Di akhir acara, mereka akan melakukan pelepasan simbolik Peledang Prassosapang ke laut yang menandai dimulainya musim perburuan.
Selain melewati sejumlah ritual tersebut, masyarakat juga memperbaiki peralatan untuk melaut, seperti mengasah tempuling dan memastikan bahwa pledang dalam kondisi baik.
Bagi Seli, perburuan ikan paus di Lamalera bukan hanya kegiatan yang bersifat ekonomis, tetapi juga spiritual.
“Leva Nuang tidak hanya bertujuan untuk meningkatkan kesejahteraan, tetapi menjadi ekspresi dari hubungan kami dengan leluhur dan alam Lamalera,” ungkapnya.
Rangkaian ritual yang bersifat inkulturatif telah menunjukkan kuatnya iman masyarakat.
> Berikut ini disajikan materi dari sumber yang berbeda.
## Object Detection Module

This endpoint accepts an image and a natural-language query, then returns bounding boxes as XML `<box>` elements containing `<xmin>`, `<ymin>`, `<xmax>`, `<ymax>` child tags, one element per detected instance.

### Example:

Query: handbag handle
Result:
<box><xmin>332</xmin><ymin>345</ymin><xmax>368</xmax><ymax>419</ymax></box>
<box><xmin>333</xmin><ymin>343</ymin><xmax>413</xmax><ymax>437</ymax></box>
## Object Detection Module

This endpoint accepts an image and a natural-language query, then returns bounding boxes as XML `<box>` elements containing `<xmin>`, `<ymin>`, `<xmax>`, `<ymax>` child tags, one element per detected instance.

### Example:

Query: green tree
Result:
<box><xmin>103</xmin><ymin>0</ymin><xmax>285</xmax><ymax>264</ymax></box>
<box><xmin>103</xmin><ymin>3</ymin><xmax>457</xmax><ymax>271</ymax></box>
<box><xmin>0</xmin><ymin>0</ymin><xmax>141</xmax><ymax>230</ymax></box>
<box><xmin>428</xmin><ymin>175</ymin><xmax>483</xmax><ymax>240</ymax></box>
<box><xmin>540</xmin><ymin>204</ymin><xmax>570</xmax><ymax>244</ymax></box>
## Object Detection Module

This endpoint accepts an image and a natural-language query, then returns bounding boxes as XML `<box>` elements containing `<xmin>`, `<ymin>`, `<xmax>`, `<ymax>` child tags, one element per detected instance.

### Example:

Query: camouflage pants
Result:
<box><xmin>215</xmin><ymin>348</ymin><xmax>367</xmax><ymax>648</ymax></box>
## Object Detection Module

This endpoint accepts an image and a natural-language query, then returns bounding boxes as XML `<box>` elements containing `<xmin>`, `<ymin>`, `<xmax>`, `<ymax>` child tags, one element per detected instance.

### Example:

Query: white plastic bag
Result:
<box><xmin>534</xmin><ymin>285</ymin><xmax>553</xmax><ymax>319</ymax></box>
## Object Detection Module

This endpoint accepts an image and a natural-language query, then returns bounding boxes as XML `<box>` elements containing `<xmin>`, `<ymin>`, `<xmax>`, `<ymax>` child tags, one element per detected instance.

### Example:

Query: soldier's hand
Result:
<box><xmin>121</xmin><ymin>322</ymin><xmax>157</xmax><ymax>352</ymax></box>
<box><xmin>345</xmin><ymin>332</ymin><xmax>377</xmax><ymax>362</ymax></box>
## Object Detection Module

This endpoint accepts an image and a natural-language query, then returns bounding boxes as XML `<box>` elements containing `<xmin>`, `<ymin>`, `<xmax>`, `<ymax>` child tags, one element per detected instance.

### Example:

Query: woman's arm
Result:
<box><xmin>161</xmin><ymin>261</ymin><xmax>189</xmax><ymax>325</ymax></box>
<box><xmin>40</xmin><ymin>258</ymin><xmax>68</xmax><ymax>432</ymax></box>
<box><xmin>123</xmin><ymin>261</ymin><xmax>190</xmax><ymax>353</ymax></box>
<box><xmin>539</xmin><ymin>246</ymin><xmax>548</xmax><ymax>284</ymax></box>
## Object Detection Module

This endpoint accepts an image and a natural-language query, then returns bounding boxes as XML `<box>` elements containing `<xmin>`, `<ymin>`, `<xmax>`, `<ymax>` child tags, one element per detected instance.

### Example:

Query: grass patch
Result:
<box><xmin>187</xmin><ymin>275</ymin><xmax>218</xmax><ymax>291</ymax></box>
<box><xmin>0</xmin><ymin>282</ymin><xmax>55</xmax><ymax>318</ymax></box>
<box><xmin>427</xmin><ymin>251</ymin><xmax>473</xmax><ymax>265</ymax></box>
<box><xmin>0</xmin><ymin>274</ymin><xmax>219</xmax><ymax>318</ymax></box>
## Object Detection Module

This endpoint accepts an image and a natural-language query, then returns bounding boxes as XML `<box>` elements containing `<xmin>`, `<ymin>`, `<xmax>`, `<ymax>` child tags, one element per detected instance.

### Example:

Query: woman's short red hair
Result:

Di satu pihak, mereka memiliki kepercayaan kepada leluhur, tetapi di pihak lain mereka tetap berpegang teguh pada keyakinan sebagai orang Katolik.
Tokoh utama yang berperan sebagai juru tikam disebut 'lamafa'. Biasanya, setiap suku di Lamalera memiliki seorang ‘lamafa’ yang bertugas menghadapi ikan paus secara langsung dalam pertarungan yang menegangkan dan berbahaya.
Perburuan dilakukan dengan penuh rasa hormat terhadap alam dan leluhur. Lamafa hanya akan memburu ikan paus jenis tertentu. Hal ini dimaksudkan untuk menjaga keberlanjutan populasi paus di waktu-waktu mendatang.
“Kita tidak bisa sembarang bunuh paus. Kalau ada paus yang sedang hamil tidak boleh bunuh. Juga jenis paus biru. Itu dilarang,” ungkap Seli.
Meskipun tradisi ini sangat dihormati, Seli menyebut ada banyak tantangan yang dihadapi oleh masyarakat Lamalera.
Tantangan itu antara lain soal perubahan iklim yang mempengaruhi migrasi ikan paus dan tekanan dari komunitas internasional terhadap praktik perburuan tersebut.
“Apapun tantangannya, kami akan terus berusaha menyeimbangkan antara pelestarian tradisi dan tanggung jawab terhadap lingkungan,” tutup Seli.